Tijdens onze vakantie in Limburg ben ik op zoek gegaan naar een paar voor Nederland zeldzame libellen: gaffellibel, kleine tanglibel en gewone bronlibel. De gaffellibel en de tanglibel komen voor in niet te snel stromende kleine riviertjes met een zanderige bodem en grind. De gewone bronlibel leeft bij smalle bosbeekjes met veel bomen of struiken langs de oever en bij heidebeekjes. De gaffellibel en de kleine tanglibel horen bij de familie van de rombouten, de bronlibel is een aparte familie. Alle drie zijn zeer zeldzaam in Nederland. Dankzij de verbeterde waterkwaliteit in de kleinere riviertjes komen met name de gaffellibel en de kleine tanglibel de laatste jaren weer wat meer voor.
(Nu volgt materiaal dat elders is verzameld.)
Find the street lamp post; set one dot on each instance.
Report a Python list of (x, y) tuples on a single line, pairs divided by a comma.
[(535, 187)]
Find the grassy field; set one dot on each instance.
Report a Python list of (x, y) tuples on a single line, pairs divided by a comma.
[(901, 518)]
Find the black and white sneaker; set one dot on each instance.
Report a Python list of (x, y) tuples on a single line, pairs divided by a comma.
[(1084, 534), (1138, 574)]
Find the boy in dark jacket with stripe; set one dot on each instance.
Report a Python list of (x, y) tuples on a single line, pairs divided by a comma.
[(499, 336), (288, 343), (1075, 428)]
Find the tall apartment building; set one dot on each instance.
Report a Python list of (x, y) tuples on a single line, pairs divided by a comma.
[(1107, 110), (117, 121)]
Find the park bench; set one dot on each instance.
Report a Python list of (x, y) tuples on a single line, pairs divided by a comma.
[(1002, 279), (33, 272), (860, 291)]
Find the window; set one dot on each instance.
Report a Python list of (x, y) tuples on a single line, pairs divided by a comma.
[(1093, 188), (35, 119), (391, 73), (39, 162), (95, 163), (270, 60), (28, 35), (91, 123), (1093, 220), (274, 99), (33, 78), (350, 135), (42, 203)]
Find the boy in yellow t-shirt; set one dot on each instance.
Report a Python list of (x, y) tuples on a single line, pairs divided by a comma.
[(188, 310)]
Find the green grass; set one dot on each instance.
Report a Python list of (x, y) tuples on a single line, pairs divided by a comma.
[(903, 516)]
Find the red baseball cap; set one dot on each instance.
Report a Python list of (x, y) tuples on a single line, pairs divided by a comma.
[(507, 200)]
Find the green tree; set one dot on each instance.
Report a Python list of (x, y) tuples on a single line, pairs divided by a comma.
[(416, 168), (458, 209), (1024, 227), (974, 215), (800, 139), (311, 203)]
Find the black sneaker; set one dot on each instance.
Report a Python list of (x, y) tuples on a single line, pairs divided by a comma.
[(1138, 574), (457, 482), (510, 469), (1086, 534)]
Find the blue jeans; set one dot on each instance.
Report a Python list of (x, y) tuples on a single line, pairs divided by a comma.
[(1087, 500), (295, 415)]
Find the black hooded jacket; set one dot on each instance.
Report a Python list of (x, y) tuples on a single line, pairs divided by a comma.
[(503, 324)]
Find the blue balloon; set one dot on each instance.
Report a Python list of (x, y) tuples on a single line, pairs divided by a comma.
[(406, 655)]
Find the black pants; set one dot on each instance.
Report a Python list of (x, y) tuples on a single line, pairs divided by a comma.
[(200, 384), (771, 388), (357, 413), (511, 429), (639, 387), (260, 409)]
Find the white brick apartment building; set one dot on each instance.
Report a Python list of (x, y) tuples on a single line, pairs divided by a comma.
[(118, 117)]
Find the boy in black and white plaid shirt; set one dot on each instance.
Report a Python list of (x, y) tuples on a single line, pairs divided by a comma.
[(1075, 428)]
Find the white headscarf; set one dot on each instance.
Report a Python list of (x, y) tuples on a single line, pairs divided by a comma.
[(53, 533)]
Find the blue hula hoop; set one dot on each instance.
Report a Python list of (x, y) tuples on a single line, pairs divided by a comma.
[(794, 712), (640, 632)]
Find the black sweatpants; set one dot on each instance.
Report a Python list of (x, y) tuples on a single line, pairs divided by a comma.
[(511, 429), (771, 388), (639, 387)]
Niet ver van mijn woonplaats is een plek waar al enkele jaren de bandheidelibel voorkomt. De eerste jaren zaten er voor mijn gevoel meer dan de laatste jaren, maar op 23 juni vonden we er toch een paar. Het is in Nederland een zeldzame libel, die vooral in het oosten van het land voorkomt. Hij is te herkennen aan een wat fladderende vlucht en brede rode banden in de vleugels. Bij de vrouwtjes zijn die bruin. Jonge mannetjes zijn nog niet rood, maar geelachtig.
Op 18 juni heb ik in de omgeving van slot Loevestein naar uitsluipende rivierrombouten gezocht. Ik vond echter alleen huidjes in de aanspoelzone. Maar wat de meeste indruk maakte was een compleet verwoeste oeverzwaluwkolonie. Door het ruige water van de rivier was de steile zuidwand voor een deel ingestort en waren de nesten grotendeels verdwenen. Eén nestje lag nog net op de rand, diverse eitjes vond ik in het zand onderaan de wand. De oeverzwaluwen vlogen onophoudelijk heen en weer. Sommige vogels waren al weer een nieuwe gang aan het graven.